Jared C. Wilson’s post [link taken down as of 7/20] featured a lengthy quote from a neo-Reformed compatriot named Douglas Wilson (no relation), in which the latter claims that “men dream of being rapists” only because they’ve been robbed of their God-given right to “conquer” their wives in the bedroom. When men aren’t allowed to assert their unilateral authority in the marriage bed, they become sexually frustrated. So they resort to inappropriate means of sexual dominance such as rape and BDSM. (As if there were any “appropriate” means of sexual dominance?)
Several Christian leaders have already denounced this kind of thinking for what it is. I commend to you Scot McKnight, Rachel Held Evans, Matthew Paul Turner, and especially J.R. Daniel Kirk.
Both Wilsons have reacted by crying foul [link taken down as of 7/20], saying they’re being deliberately misunderstood. They’re just trying to protect women, they insist.
Yet the unmistakable subtext of Doug Wilson’s quote is this: if you’re a woman and you’ve been raped, you and your feminist friends are partly to blame. This sort of thing might not happen if you gave up your silly notions of equality and allowed your husbands to “conquer, colonize, and plant” at will.
Others have unpacked the problems with the Wilsons’ argument. But where does this kind of thinking come from? For the answer, let’s take a closer look at Doug Wilson.
It’s no coincidence the elder Wilson describes himself as a paleo-Confederate who believes “the South was right on all the essential constitutional and cultural issues surrounding the [Civil War].”
He claims Southern slavery was a good thing, that it “produced in the South a genuine affection between the races that… has never existed in any nation before or since.”
He uses the term “abolitionist” as an insult.
Let’s go back in time, if you will, to the pre-Civil War era and revisit the arguments Southern Christians used to justify slavery (I’ve mentioned them before in a previous post):
- They said slavery was sanctioned by the Bible.
- They said it was by God’s design that some people were intrinsically subordinate to others.
- They accused abolitionists (yup, they thought it was an insult too) of capitulating to the “spirit of the age.”
- They believed those who rejected slavery were rejecting the Word of God.
Notice any similarities between these arguments and those used to keep women in their place today?
Most Christians have long since given up rationalizing slavery. Except Doug Wilson.
Most complementarians would be rightly uncomfortable with the possibility that their arguments were once used to justify slavery. But Doug Wilson is a reminder of where this kind of thinking came from.

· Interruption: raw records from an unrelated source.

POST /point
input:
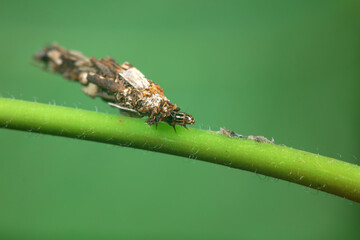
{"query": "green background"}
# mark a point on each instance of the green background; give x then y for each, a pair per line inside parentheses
(282, 69)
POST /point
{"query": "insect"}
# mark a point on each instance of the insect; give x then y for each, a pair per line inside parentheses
(122, 86)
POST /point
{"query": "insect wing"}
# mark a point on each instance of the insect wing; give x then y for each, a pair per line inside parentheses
(135, 78)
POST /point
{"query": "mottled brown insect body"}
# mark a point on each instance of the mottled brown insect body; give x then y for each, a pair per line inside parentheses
(122, 86)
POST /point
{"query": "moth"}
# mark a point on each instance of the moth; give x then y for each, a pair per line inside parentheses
(122, 86)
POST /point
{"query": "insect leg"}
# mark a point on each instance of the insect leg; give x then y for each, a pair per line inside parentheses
(123, 108)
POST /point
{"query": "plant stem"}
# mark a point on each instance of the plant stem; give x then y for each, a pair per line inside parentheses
(311, 170)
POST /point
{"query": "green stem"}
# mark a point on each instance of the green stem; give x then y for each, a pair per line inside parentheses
(311, 170)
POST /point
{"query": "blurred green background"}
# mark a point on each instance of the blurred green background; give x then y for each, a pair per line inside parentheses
(282, 69)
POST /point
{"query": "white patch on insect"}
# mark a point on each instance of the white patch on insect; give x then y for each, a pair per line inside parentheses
(135, 78)
(154, 100)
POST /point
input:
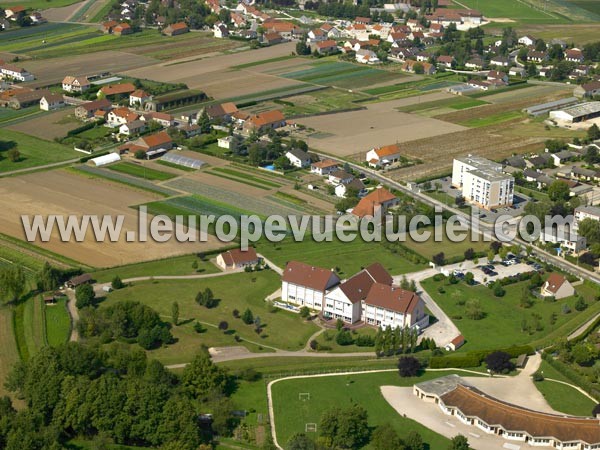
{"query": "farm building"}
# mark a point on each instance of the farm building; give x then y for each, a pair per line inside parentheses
(577, 113)
(237, 259)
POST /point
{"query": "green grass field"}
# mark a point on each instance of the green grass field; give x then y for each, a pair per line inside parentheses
(141, 171)
(349, 257)
(563, 398)
(34, 152)
(292, 414)
(58, 323)
(179, 265)
(282, 329)
(519, 11)
(501, 326)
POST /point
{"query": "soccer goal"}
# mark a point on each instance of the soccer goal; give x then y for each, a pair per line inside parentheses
(304, 396)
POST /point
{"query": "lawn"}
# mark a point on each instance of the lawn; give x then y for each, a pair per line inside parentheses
(503, 317)
(563, 398)
(33, 151)
(349, 257)
(519, 11)
(179, 265)
(282, 329)
(58, 323)
(292, 414)
(9, 353)
(141, 171)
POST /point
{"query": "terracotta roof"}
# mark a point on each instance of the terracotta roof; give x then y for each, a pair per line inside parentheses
(238, 256)
(324, 164)
(554, 282)
(474, 403)
(116, 89)
(301, 274)
(387, 150)
(392, 298)
(157, 139)
(366, 206)
(357, 288)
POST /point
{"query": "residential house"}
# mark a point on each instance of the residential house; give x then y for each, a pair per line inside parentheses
(527, 40)
(51, 101)
(15, 73)
(500, 61)
(383, 156)
(222, 112)
(152, 145)
(378, 201)
(306, 285)
(237, 259)
(115, 90)
(324, 167)
(326, 47)
(367, 57)
(446, 61)
(88, 110)
(264, 121)
(220, 30)
(298, 158)
(391, 306)
(75, 84)
(339, 177)
(345, 301)
(175, 29)
(120, 116)
(355, 184)
(591, 89)
(574, 55)
(557, 286)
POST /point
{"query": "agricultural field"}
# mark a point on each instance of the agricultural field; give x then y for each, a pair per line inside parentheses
(560, 397)
(518, 11)
(58, 323)
(292, 414)
(281, 329)
(140, 171)
(179, 265)
(9, 353)
(58, 191)
(33, 151)
(502, 324)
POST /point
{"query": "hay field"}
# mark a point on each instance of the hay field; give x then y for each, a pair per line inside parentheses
(61, 192)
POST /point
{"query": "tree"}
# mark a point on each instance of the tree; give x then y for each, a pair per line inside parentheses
(414, 441)
(559, 190)
(499, 362)
(408, 366)
(300, 441)
(459, 442)
(202, 377)
(84, 296)
(247, 317)
(117, 283)
(385, 437)
(593, 132)
(175, 313)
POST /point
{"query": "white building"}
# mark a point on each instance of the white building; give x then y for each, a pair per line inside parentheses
(298, 158)
(394, 307)
(345, 301)
(482, 182)
(306, 285)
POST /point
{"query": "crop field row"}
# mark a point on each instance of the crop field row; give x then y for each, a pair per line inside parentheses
(141, 171)
(234, 199)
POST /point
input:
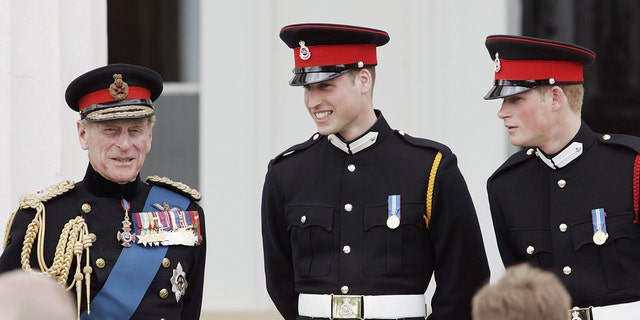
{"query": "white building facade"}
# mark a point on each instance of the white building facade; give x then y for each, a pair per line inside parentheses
(432, 76)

Wow! Thanks for the info on Doug Wilson. That CERTAINLY helps put things in perspective!
When I read his line on RHE’s blog about conquering and colonizing, etc., my first thought was that if you’re going to look at sex in military terms, it could be flipped on its head: the WOMAN conquers by surrounding the man and taking hostages while the man submits to captivity. But I think looking at sexual relationships in such terms is quite stupid and potentially damaging.
Thanks R.A. I would certainly agree that violent military metaphors (which invariably involve the destruction of life) have no place describing a mutual, life-giving relationship between two people.